The Rs35-lakh toilets at the Planning Commission have gained celebrity status and continue to attract envious badgering, but no politician, pundit, or paparazzi seem to envy the second cabinet minister for tourism promotion.By Vivek Sharma
They are by far the most famous toilets in India at the moment. Renovated at just Rs35 lakh, they sit gloriously in what should now be the best equipped, most attractive, and possibly the most useful, corner of Yojana Bhavan, the citadel of bureaucrats and statisticians who claim to plan for our collective economic future at the Planning Commission.

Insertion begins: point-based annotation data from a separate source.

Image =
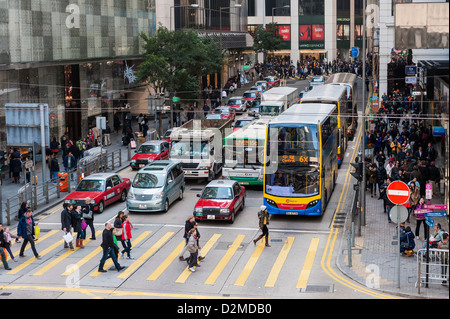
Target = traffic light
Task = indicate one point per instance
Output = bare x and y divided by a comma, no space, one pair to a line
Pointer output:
358,170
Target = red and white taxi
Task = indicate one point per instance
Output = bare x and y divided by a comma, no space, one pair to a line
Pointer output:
102,188
220,200
149,152
272,81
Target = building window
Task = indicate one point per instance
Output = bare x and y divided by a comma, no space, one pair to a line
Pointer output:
311,7
278,4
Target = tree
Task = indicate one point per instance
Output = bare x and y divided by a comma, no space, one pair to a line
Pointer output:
175,61
266,40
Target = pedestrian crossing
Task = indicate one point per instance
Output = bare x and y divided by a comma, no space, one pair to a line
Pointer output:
230,256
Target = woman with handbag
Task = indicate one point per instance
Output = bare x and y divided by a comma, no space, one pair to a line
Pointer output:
118,227
88,215
78,223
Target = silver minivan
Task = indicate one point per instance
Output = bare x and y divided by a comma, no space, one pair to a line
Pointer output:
156,186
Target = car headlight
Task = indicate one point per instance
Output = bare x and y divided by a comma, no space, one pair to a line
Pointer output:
312,204
158,195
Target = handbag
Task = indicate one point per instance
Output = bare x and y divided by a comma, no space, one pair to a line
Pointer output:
68,237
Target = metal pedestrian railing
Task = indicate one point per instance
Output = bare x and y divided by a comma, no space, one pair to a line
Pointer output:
432,270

Because this planning activity has been highly beneficial for the Indian economy ever since the Commission was set up, and because all Indians should be grateful for the Commission's selfless services, nobody should have had any problem with such a small expenditure. It is a miniscule amount, probably smaller than a one point decimal error in the Commission's annual plan outlays. None of us would have ever known that such a thing existed.
Fortunately, that was not to be. A highly civic-minded fellow citizen decided that this fabulous facility that allows our planners to answer nature's call at great comfort and, while doing so, think more deeply about how to plan better, should not be allowed to have such an anonymous existence. The reply to that RTI request gave instant celebrity status to the Commission toilets. They are now so famous and trending on all social media networks that Aamir Khan is hurriedly shooting an episode of Satyamev Jayate about 'toilet injustice'.
Early reports said there are just two toilets, guarded by a high-tech security system that will allow only senior planners with a biometric access card. That was enough to push the country's capital into the kind of toilet envy that has never been witnessed in the city's more than three millennia of existence.
Politicians, pundits, and paparazzi raged against the grave impropriety of our planners enjoying what the rest of us could not. To justify their indignation, they claimed that everyday more than 65 crore people in this country enjoy the gentle breeze, warm sunlight, and the open sky while doing what the planners do in their gleaming toilets. When so many among us don't have access to basic sanitation, how could these planners even think about luxury toilets?
The 2011Census Report supports this claim by asserting that 53 per cent of our fellow citizens directly fertilise agriculture all across our country. But the Census Report is silent on why our forest cover continues to decline, despite such favourable conditions. Maybe the Planning Commission will commission a long-term research project on this, funded by the World Bank and the Japanese government.